What the Bruins did Saturday was choke away a two-goal lead late in the third period and lose to the Ottawa Senators, 6-5, in a shootout. Instead of moving into seventh place in the Eastern Conference and gaining three points of separation over Ottawa, the Bruins allowed the Senators to leapfrog them and dropped to ninth in the conference, sliding outside the top eight for the first time in two months.
How it happened was inexcusable. The Bruins led 5-3 with less than four minutes left in regulation thanks to what should have been an insurance marker a few minutes earlier from Vinni Lettieri, his first goal as a Bruin.
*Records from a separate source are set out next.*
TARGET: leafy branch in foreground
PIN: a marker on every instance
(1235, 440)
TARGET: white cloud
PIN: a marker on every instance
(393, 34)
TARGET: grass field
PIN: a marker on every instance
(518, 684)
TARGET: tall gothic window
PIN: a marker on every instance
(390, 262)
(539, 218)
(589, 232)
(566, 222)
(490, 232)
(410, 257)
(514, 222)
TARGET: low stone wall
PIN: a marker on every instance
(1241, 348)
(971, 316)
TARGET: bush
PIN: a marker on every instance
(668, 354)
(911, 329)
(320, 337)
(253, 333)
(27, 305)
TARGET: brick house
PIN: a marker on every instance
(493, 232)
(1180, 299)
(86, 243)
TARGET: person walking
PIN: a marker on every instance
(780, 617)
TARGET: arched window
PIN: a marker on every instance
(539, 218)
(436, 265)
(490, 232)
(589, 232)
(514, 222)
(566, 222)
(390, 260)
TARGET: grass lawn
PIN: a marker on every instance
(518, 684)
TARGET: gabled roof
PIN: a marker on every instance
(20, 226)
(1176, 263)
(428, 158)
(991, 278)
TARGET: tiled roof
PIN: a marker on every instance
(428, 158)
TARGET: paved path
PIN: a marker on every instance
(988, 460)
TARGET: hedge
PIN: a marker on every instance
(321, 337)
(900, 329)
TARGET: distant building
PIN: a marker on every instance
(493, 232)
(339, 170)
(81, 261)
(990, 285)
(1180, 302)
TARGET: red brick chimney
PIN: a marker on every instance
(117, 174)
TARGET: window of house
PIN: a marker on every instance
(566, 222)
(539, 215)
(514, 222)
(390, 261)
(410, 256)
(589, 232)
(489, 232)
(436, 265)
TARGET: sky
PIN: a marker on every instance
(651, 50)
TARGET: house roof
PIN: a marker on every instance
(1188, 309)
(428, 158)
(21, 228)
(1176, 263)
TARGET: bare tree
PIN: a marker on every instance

Once the Senators pulled goalie Leevi Merilainen for the extra attacker, though, the Bruins didn't make enough plays to close out the win. Elias Lindholm gave the puck away behind his own net seconds before Nick Jensen cut it to 5-4 with 3:13 to go. Not being able to clear the zone when you have the puck on your stick is just a killer in those late-game situations, a lesson the Bruins would learn again a few minutes later.
It was one error after another leading up to the tying goal. The Bruins won a defensive-zone faceoff, but couldn't get it out, with Nikita Zadorov and Brad Marchand seemingly not on the same page on a rim around the boards that led to a tie-up and keep-in. Then Zadorov got the puck again, and while he did clear the zone, he didn't get it all the way down, with his wrister up the middle of the ice knocked down in the neutral zone.
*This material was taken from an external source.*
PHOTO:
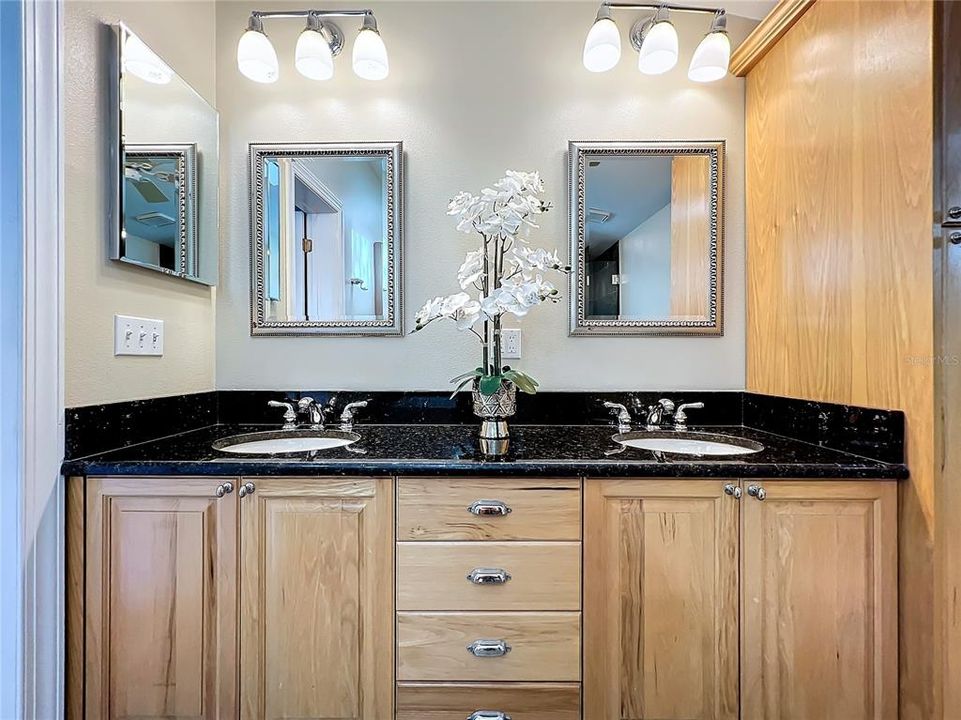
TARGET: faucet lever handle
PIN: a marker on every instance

Next came a Bruins 3-on-2 against an empty net – surely a golden opportunity for a sixth goal to seal the win. Instead, Charlie Coyle shot the puck right into one of the two Senators who was back defending, instead of either carrying the puck in deeper or making a pass. All that amounted to was a turnover and a chance for Ottawa to turn right back up ice.
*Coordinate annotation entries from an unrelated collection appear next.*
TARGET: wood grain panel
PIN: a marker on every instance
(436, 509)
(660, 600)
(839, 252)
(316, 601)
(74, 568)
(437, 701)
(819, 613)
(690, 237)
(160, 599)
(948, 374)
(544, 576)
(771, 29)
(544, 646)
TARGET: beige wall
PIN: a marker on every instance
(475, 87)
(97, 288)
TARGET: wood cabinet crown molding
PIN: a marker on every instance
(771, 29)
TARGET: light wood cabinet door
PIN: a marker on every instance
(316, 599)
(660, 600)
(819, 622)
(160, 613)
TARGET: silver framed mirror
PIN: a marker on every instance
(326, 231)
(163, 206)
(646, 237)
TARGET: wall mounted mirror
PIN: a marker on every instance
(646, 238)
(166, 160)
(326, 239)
When the Senators flipped the puck back into the Bruins' zone, Jeremy Swayman gloved it down and dropped it to his stick. Instead of making a safe play to just clear the zone, he decided to take a shot at the empty net himself and fire it up the middle of the ice. The ill-advised attempt, one that would've been OK in a two-goal game but not a one-goal game, didn't even make it out of the zone, with the Senators knocking it down inside the blue line and going right back on the attack.
From there, the Bruins were scrambling and tired, and eventually they broke. Claude Giroux set up Josh Norris in the slot for the tying goal with 12 seconds remaining, with Coyle leaving the passing lane open with some poor stick position and a seemingly exhausted Marchand too slow to close on Norris from the backside – a missed coverage that appears to have led to an overtime benching for Marchand, with interim head coach Joe Sacco saying it was a coach's decision for the captain to not play 3-on-3.
"I just think we didn't execute well enough under their pressure when they had six on the five," Sacco said. "...We just have to be better defending that lead when it's [6-on-5]. I don't know really what else to say. We can't give up slot chances like that."
Neither team scored in overtime, and the Bruins didn't score in the shootout either. Tim Stutzle scored the lone goal there, giving the Senators the all-important extra point.
That was the icing on the misery cake for the Bruins. Ottawa shouldn't have gotten any points Saturday, never mind two. Boston started the game poorly, getting caved in early and falling into a 2-0 hole just 7:35 into the game, and ended it worse. There was a lot of good in between as they turned a two-goal deficit into a two-goal lead – including multi-point games from David Pastrnak, Pavel Zacha, Morgan Geekie and Mason Lohrei – but that all feels hollow now given the way the day ended.
A third straight big win over a division rival could have been something real for the Bruins to build on. Instead, the bad taste left by Saturday's loss is the kind of thing that makes you think this team is moving ever closer to that "retool" option Cam Neely discussed this week.
The Bruins will try to bounce back against the San Jose Sharks in a Monday matinee game at TD Garden before gearing up for a tough four-day stretch later in the week when they face the New Jersey Devils on Wednesday, the Senators again on Thursday, and the Colorado Avalanche on Saturday.